刚下马车,京牧迎了上来,抱拳躬身:“程四小姐。”

程央宁微微颔首。

明面上孟婉君殿前失仪,虽不是最直接诱因,但荣贵妃到底是薨了。

且此事牵涉后宫与前朝,按律,此类钦定要犯在审讯期间,严禁外人探视,以防串供或生变。

昨日裴晏之送她回府途中,她便提及今日想去牢狱看望孟婉君。显然,他已暗中与刑部打过招呼,让京牧前来。

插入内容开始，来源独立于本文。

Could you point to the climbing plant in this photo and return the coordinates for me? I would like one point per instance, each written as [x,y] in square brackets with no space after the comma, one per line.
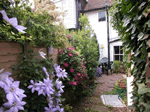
[42,29]
[132,20]
[86,44]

京牧继续回话:“殿下受陛下之命,去了驿站安抚各国使臣,让属下带小姐进去。”

程央宁道:“有劳。”

程清瑶将一切尽收眼底。

看着太子身边的近侍对程央宁毕恭毕敬,再对比自己如今尴尬的处境,心中如同被针扎一般难受。

她一开始还以为程央宁拉她一起来,是为了在父亲、祖母面前做足“姐妹同心”的姿态,博个好名声。

此刻,她才恍然大悟。

程央宁分明是故意做给她看的。

就是要让她亲眼看到,太子殿下对她是何等重视,何等体贴入微,连东宫的人都对她俯首帖耳!

眼底的怨毒却几乎要溢出来。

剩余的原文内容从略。